I was thinking about this further as I walked the dog, so too late to edit.

As a straight white guy (old-ish), I really need to be careful about what privileges I don’t worry about. I’m not worried that a state will pass a law mandating live organ donation, because the legislatures are filled with living people who want to keep their organs, and so is SCOTUS. So, if some state passed that, SCOTUS would overturn it.

Mandating the continuation of a pregnancy (or banning abortion care, same difference) is essentially that, but legislatures aren’t filled with pregnant women, or even women who have had abortions, so I have to think, is that a privilege that should be protected, even if it doesn’t affect me directly?

I’m glad that SCOTUS stepped in an overturned anti-SSM laws. Left up to democracy, gay marriage, which seems like a fundamental right to me (given how laws treat married vs. unmarried people), would have stayed illegal in most of the country. And, most legislators aren’t gay men with an interest in protecting that.

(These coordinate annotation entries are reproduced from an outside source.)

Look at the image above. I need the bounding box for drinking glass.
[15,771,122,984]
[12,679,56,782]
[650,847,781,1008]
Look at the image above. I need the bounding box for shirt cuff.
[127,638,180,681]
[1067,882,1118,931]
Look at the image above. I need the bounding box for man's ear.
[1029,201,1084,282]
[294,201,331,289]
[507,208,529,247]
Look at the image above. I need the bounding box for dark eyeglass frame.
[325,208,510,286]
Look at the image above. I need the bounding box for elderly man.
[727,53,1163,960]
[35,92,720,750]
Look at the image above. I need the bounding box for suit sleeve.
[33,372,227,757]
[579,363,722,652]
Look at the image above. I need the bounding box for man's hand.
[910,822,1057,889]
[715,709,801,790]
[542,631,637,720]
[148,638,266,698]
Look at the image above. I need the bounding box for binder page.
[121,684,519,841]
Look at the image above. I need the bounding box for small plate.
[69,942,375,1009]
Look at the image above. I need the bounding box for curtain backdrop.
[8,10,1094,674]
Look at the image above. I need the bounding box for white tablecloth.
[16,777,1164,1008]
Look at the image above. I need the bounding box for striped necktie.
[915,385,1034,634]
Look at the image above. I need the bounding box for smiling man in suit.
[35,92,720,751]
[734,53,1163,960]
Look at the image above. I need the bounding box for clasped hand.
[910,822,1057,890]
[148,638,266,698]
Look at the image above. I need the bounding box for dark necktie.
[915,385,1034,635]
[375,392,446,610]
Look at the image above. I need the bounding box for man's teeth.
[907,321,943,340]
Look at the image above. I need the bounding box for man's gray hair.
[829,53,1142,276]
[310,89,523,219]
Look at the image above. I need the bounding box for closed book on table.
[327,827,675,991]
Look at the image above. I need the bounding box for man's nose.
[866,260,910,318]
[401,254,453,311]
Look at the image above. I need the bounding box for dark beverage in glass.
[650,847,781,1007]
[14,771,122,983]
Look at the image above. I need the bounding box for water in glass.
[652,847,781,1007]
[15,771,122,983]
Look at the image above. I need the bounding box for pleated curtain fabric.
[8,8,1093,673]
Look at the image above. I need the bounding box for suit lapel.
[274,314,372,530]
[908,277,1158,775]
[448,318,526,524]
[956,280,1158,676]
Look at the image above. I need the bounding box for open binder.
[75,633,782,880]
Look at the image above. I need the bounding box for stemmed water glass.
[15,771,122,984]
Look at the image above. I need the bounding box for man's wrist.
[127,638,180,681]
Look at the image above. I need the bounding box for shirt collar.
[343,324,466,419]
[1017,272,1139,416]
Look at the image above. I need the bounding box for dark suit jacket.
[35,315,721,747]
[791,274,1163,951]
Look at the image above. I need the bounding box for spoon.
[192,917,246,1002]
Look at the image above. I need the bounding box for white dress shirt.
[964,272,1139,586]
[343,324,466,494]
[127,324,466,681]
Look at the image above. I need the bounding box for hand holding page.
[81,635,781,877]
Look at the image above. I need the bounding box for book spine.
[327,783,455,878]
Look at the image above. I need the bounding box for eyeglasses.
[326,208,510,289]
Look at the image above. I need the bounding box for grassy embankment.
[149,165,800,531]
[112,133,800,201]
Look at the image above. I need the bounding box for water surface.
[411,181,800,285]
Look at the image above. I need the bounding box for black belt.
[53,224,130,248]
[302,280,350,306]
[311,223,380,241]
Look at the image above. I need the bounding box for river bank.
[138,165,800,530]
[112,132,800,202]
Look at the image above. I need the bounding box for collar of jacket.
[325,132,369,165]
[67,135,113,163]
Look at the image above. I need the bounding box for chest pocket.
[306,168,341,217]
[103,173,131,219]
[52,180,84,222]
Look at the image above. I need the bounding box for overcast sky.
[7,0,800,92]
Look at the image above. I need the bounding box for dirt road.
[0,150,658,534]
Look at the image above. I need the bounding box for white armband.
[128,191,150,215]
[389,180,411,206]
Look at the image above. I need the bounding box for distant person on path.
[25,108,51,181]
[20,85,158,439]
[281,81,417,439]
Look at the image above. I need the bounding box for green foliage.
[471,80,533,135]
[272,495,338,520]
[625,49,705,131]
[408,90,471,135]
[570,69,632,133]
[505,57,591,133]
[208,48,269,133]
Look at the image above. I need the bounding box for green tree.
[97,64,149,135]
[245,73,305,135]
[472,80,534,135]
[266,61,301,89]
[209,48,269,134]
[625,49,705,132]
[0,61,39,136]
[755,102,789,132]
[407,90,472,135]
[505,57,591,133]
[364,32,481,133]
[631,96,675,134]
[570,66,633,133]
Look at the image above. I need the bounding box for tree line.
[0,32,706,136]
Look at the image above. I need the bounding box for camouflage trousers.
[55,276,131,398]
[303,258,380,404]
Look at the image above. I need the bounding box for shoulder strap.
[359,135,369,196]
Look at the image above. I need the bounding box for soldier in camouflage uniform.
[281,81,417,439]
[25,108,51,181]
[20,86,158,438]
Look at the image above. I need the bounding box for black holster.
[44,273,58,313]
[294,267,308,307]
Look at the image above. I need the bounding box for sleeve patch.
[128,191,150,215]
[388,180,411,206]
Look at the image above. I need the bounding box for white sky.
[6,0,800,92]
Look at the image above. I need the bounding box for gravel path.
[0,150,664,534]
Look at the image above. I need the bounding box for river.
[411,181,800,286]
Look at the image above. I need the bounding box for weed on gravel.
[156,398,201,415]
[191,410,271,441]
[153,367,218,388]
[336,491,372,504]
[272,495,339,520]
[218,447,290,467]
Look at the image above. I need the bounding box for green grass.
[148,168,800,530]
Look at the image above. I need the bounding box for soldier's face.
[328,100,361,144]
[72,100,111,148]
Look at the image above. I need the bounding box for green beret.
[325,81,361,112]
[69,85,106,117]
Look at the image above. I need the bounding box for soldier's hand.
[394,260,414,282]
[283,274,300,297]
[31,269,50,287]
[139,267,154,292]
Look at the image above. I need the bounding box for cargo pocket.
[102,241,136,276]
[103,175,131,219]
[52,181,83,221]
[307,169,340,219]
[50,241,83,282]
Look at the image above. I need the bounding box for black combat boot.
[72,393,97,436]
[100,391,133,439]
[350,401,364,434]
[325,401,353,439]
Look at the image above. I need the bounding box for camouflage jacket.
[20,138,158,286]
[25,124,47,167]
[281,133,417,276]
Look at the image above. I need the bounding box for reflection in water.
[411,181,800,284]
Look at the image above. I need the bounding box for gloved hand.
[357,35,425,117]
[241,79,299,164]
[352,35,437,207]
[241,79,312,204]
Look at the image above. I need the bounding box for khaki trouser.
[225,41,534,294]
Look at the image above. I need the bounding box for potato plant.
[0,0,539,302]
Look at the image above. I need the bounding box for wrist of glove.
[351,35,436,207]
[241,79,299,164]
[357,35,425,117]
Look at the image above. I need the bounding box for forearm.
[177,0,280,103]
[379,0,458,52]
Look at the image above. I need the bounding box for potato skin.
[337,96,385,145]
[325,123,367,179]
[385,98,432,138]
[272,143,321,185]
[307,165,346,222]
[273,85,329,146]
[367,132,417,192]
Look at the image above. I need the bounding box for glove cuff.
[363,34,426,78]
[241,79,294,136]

So, again I ask you to consider what rights you are taking for granted as part of some dominant class, rights that would never be trampled (such as live organ donation) and whether those other rights should be left to democracy on a state-by-state basis. If not live organ donation (surely the state has an interest in keeping people needing organs alive!), then why abortion?

Yes, I understand that, but you aren’t really responding to the question I asked. I know we disagree on the correct way to interpret existing law. Presume the law is against you: pretend a federal constitutional amendment says “the several states shall have the power to prohibit abortions”. In 2024, Nebraska voters added the following text to their state constitution:

Except when a woman seeks an abortion necessitated by a medical emergency or when the pregnancy results from sexual assault or incest, unborn children shall be protected from abortion in the second and third trimesters.

Dr. A provides a woman with an abortion early in the second trimester, there is no medical emergency, no sexual assault, no incest. The woman sought an abortion as soon as she learned she was pregnant. According to Nebraska state law, providing such an abortion is grounds to have A’s license revoked. The board revokes A’s license (A being a repeat offender).

I believe you disagree with the laws in this hypothetical and think they should be changed. The only fact in this hypothetical that is unrealistic is the federal constitutional amendment. In real life, we have Dobbs instead. But it is unclear to me what you think should happen in this situation, where there’s no room to argue the laws should be interpreted differently. Because this is the space where I make my main argument.